Она приготовила отвар, стала поить их и прикладывать к ранам смоченные этим же отваром повязки. Постепенно ребята начали успокаиваться, ровнее дышать, их взгляды стали более осмысленными. Некоторые вполне серьезно стали удивляться, как это они заснули у себя в палатке, а проснулись в госпитале, да еще и привязанные к кроватям. Ренита не стала вдаваться в подробности:
— Вас всех ранили отравленным оружием. Спасибо Друзу, мы узнали это вовремя. Спасибо вашим друзьям, что заметили неладно. И спасибо Дарию, который вовремя привез противоядие. А теперь постарайтесь заснуть и отдохнуть как следует, — она прошлась между ними еще раз, проверяя привычными движениями повязки и лбы, укрывая одеялами. — А где, кстати, Дарий?
Она негромко, между делом поинтересовалась у капсария, так как тоже беспокоилась о Дарии и хотела поблагодарить его за то, что безотказно отправился в храм. Ренита запоздало вспомнила, что храмовые охранницы могли потребовать от него ритуала опыления, но не думала, что для красавца Дария это может быть затруднительным — жрицы Флоры все были очень красивы, их тщательно отбирали, а часть из них выросла из девочек, родившихся в результате как раз таки священного опыления юных охранниц.
— Дарий велел передать, что вернулся в храм Флоры и будет в лагере позже, — ответил ей капсарий, и Ренита содрогнулась от нехорошего предчувствия.
Дарий снова проделал путь к храму — лишь заменил почти загнанного коня да накинул плащ. Он подумал, что и сам порядком загнан, и может просто не суметь ответить на все ожидания жрицы, но он дал слово, а выбор за ней — она должна была заметить, что он едва не падает от усталости.
Жрица встретила его на пороге храма — и ему показалось, что цветы в ее венке уже другие, свежие.
— Я знала, что ты вернешься. Ты же дал слово офицера.
— Вернулся. Но знаешь, я тебе честно признаюсь, что поспал бы не с тобой, а рядом с тобой. Или просто на этом крыльце…
Она подхватила его под руку и заглянула в глаза:
— Ты отважный воин и честный человек. Никто не собирается над тобой издеваться. Я предлагаю тебе ванну, хороший завтрак, отдых в мягкой чистой постели.

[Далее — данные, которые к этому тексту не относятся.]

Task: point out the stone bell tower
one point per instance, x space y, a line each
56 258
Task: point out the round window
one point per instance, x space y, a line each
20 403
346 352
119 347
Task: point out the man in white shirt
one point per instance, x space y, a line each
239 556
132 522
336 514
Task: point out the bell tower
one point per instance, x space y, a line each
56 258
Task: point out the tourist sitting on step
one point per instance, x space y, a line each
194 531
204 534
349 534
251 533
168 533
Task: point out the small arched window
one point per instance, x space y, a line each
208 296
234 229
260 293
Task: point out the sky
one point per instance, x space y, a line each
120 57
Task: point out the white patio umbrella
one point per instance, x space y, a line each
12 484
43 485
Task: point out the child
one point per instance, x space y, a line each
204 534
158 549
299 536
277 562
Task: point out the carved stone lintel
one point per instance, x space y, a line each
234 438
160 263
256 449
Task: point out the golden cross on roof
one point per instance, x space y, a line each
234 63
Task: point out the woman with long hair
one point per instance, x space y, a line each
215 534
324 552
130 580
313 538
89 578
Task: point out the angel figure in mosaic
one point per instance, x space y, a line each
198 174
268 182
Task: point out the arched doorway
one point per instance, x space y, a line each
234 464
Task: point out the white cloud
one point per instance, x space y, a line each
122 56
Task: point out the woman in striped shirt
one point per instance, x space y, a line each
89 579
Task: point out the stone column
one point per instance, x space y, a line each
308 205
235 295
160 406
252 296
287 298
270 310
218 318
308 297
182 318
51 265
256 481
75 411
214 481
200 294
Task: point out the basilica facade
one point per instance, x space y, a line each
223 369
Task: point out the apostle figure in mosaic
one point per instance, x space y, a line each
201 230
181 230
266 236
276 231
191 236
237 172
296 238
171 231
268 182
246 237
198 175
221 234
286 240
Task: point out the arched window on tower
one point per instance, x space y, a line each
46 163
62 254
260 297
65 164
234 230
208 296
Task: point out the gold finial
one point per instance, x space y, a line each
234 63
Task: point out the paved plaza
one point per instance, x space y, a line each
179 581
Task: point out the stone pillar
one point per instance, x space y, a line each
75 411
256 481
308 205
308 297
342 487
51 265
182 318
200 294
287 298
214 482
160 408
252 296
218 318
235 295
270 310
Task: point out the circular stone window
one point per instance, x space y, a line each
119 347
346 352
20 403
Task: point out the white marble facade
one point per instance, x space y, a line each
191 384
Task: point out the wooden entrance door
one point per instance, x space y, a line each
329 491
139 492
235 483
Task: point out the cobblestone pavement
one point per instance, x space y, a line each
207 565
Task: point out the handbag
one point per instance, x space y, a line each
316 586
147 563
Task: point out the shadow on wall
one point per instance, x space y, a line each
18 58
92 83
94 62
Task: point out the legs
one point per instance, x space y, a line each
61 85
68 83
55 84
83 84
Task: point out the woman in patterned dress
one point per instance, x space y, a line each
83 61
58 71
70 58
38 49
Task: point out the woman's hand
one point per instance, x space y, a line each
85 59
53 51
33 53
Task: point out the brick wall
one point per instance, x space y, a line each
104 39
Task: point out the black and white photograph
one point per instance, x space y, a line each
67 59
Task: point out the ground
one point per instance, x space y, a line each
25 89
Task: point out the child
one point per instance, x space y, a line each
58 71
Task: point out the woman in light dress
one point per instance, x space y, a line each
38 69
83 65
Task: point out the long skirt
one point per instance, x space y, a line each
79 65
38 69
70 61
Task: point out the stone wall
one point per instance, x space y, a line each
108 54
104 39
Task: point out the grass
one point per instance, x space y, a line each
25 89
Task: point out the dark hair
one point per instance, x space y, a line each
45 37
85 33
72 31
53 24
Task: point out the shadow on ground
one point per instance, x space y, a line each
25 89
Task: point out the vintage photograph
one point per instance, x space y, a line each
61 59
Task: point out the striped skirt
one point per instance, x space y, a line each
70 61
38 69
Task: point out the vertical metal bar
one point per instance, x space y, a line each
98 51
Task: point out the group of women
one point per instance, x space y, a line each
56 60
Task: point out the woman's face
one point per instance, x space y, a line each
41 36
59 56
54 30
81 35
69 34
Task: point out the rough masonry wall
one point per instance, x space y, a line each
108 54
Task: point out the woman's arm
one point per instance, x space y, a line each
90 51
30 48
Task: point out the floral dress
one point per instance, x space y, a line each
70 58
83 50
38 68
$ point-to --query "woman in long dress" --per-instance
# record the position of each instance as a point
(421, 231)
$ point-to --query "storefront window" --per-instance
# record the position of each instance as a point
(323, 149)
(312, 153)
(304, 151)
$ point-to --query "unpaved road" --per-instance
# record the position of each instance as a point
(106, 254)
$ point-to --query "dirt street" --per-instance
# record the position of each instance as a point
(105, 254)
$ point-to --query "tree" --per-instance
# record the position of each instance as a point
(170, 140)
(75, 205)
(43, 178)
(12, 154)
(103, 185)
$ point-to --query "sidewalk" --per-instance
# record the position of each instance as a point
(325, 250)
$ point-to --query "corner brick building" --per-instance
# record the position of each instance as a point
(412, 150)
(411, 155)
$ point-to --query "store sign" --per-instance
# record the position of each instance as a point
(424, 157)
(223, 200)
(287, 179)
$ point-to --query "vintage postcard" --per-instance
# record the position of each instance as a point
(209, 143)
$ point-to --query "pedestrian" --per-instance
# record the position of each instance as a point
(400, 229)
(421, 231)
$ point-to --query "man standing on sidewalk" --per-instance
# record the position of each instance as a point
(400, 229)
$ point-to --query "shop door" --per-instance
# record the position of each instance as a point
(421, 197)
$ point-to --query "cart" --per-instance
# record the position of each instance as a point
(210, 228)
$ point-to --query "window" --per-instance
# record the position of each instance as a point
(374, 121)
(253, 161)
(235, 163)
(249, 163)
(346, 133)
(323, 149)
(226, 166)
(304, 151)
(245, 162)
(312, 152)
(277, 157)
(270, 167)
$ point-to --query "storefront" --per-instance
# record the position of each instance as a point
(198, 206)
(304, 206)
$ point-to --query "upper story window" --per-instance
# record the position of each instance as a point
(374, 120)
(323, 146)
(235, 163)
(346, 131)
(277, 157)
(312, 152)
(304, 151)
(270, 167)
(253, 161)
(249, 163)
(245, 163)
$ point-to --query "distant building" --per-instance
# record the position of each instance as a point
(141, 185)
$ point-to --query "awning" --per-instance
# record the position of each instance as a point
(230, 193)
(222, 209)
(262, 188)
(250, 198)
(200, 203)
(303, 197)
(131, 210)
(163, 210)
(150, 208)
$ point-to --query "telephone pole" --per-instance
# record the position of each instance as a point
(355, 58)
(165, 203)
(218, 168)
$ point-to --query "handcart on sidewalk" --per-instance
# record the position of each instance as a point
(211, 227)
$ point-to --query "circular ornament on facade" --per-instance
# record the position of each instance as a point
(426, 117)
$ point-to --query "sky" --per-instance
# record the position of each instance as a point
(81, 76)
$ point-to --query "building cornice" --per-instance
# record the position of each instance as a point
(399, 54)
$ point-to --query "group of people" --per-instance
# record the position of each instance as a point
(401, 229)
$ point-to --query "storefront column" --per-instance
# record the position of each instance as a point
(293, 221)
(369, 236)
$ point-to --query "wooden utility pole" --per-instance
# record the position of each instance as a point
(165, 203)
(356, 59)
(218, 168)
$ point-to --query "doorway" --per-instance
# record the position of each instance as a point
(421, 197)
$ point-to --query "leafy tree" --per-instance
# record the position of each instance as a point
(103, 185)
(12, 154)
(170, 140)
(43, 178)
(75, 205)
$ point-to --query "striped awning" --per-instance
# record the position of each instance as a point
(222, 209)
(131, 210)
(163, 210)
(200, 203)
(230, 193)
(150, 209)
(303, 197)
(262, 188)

— Звучит потрясающе, — вздохнул Дарий, и она радостно протянула ему руку.
А дальше он действительно забыл обо всем — худое с первого взгляда тело девушки оказалось жилистым и сильным, почти таким же гибким, как у Гайи, а ее познания в деле любви были гораздо солиднее. Рыбка была раскована и откровенна, она выгибалась от каждого его прикосновения, урчала от восторга и не стеснялась дарить ему такие ласки, о которых ни он, ни Гайя и помыслить не могли бы — щекотала языком живот и грудь, терлась своей небольшой крепкой грудкой о его грудь, сползая к бедрам и заставляя его забыть про сон и усталость. Наконец, совершенно обезумевший от ее ласк Дарий обхватил трепещущее тело Рыбки и бросил на себя — она только того и ждала, описала, ломаясь в талии, круг над ним и опустилась на его ждущее приказа, как взведенная баллиста, естество.
И вот тут Дарий едва не потерял сознание от наслаждения — и от изумления. Рыбка, несмотря на свою потрясающую наглость, оказалась девственницей. Рухнув на него, она вскрикнула неожиданно тонким голосом и всхлипнула:
— Ой, мамочка… Великая богиня…
Дарий приподнял торс, притянул ее лицо к себе и поцеловал этот чувственный пухлый рот с закушенными от страха и боли губами:
— Несмышленыш. Ну все, все… Успокойся… Неужели так больно?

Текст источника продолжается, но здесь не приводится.